A call for fundamentally changing the country’s family-based policy did occur in 1997. The U.S. Commission on Immigration Reform (mandated by the 1990 Immigration Act) recommended eliminating immigration preferences for the brothers, sisters, and adult children of U.S. citizens and legal permanent residents. This recommendation was based on two questionable assumptions: that only preserving the nuclear family unit (parents and children) is in the “national interest,” and that extended family members are inherently of less economic value than immigrants chosen on the basis of skills.

This recommendation re-emerged in the 2013 Senate immigration reform proposal, which simultaneously included an avenue to legal status for most undocumented immigrants along with cuts to family immigration. Supporters of this provision argued that to be economically competitive the United States must reduce kinship admissions and increase skill-based admissions. Ultimately, the bill passed the Senate but was not called up for a vote in the House of Representatives. 

Unfortunately, efforts to shrink the family-based immigration system while expanding the prioritizing admissions based on the prospective immigrants’ possession of certain skills. A false dichotomy fuels such proposals. For instance, the Reforming American Immigration for Strong Employment (RAISE) Act of 2017 called for the creation of a “merit-based” immigration system that would devalue family ties and prioritize education and job skills. In voicing support for the RAISE Act, the Trump administration stereotyped family-based immigrants as less skilled and impoverished — an incorrect portrayal. Being a family-based immigrant does not preclude being a highly skilled worker.

Scholars and policymakers often focus on immigrants’ initial earnings and ignore earnings growth. This creates a distorted view of immigrants’ successes and economic contributions to the United States. This misrepresentation promotes a policy preference for immigrants who fill an immediate labor market need, overlooking the fact that other immigrants also succeed economically. Moreover, such narrow preferences fail to recognize that other immigrants adapt to the U.S. labor market, add economic flexibility, and bring innovation to the economy in ways fundamentally different from immigrants who come to fill specific job openings.

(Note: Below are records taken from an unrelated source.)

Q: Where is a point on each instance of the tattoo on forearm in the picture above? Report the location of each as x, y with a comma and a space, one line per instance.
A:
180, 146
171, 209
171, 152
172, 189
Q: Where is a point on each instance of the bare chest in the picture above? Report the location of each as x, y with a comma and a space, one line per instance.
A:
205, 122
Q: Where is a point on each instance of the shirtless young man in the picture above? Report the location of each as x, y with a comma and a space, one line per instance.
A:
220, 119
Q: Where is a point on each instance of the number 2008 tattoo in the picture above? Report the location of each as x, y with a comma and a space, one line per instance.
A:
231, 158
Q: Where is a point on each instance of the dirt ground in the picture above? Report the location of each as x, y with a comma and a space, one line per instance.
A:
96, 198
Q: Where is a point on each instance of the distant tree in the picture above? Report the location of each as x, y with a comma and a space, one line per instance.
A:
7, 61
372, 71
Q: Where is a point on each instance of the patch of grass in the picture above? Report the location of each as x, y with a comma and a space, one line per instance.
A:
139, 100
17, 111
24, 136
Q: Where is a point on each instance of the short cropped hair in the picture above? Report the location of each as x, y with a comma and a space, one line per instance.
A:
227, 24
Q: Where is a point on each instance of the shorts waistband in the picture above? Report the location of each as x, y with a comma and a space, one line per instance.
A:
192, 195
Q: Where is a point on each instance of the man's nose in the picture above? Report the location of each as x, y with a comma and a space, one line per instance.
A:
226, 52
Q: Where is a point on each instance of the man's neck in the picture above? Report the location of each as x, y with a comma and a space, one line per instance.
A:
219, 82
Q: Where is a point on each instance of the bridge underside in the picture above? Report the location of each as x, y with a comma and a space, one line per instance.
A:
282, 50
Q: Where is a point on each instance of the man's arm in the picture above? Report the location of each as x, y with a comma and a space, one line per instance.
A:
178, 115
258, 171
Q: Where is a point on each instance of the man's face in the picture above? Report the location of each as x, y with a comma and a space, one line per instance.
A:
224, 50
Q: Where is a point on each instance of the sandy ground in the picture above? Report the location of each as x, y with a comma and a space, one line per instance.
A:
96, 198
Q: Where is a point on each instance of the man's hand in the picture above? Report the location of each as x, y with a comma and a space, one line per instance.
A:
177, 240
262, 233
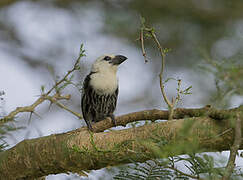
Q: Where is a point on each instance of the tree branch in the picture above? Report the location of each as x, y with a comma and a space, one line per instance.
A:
234, 149
81, 149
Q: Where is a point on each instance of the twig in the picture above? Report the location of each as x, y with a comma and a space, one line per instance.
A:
170, 104
180, 172
45, 96
30, 108
142, 46
233, 150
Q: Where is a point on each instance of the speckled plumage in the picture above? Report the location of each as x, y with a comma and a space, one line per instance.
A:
100, 90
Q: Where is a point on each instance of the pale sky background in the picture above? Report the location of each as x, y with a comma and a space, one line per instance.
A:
41, 28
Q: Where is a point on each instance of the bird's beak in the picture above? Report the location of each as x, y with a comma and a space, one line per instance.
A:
118, 59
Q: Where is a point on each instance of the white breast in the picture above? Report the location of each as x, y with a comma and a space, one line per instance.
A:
104, 83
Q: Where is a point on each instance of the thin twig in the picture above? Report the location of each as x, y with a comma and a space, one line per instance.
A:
170, 104
45, 96
234, 149
142, 46
52, 100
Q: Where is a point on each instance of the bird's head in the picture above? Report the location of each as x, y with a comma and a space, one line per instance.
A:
108, 63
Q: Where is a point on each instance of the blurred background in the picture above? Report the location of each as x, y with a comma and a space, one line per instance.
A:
40, 40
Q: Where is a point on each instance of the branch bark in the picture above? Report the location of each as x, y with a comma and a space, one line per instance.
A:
81, 150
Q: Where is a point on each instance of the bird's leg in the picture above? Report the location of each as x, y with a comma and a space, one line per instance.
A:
113, 119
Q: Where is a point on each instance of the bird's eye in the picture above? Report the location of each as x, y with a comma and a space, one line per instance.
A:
107, 58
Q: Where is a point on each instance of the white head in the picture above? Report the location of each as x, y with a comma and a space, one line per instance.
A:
107, 62
104, 69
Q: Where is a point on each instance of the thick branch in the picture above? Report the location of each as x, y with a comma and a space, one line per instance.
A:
82, 150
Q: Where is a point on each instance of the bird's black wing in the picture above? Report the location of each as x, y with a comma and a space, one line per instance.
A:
85, 102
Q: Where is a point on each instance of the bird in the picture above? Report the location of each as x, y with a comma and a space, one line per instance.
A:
100, 90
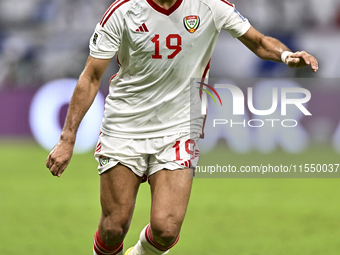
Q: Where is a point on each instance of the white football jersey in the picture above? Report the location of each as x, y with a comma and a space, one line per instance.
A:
159, 51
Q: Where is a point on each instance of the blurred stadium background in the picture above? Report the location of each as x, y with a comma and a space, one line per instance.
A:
46, 40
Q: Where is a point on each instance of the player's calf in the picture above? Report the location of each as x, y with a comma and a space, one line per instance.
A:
147, 245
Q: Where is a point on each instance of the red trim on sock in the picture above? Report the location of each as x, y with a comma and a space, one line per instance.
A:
152, 241
102, 249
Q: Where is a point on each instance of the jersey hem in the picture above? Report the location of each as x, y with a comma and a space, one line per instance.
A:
150, 135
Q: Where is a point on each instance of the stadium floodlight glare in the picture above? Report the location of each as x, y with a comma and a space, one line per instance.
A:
44, 116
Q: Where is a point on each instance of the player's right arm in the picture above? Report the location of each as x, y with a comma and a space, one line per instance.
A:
82, 98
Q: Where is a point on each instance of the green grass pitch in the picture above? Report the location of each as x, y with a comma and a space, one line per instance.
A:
42, 214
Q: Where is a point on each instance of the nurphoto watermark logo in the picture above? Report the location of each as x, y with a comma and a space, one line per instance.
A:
240, 101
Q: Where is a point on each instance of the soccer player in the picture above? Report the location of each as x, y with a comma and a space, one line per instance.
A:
147, 129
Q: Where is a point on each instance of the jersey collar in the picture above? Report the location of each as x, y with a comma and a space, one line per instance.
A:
162, 10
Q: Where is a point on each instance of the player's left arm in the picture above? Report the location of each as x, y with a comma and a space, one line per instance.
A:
268, 48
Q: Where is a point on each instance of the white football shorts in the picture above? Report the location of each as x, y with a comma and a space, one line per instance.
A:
147, 156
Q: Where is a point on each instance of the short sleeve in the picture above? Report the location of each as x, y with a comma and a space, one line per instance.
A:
105, 41
228, 18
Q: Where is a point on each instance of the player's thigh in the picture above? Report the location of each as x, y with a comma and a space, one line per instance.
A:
170, 192
118, 191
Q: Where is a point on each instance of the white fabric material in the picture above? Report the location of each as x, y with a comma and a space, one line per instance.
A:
144, 248
150, 97
119, 253
147, 156
284, 55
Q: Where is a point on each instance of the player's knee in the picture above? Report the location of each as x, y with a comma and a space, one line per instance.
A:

Policies hostile to family-based immigrants risk not only losing out on these sources of flexibility and innovation, but also risk damaging the country’s ability to recruit employment-based migrants. The decision to migrate is more complex than the single reason stated on a person’s visa. The United States risks alienating many potential high-skilled immigrants by imposing excessive limits on which family members can join them.

Yet these risks can be avoided. The strong inverse relationship between immigrant entry earnings and earnings growth in the United States suggests that policymakers should not be overly concerned about low initial earnings among immigrants with otherwise similar levels of schooling. It further suggests that in countries such as the United States—with flexible labor markets and a societal openness to learning throughout life—immigrant economic adjustment confers broad economic benefits. Those who immigrate to fill specific jobs, and are paid accordingly, have less of an incentive to invest in new human capital than immigrants lacking immediately transferable skills. As such, an immigrant admission policy designed only to fill specific labor market needs may be less likely to promote a flexible labor force than an approach which also encompasses family-based immigration.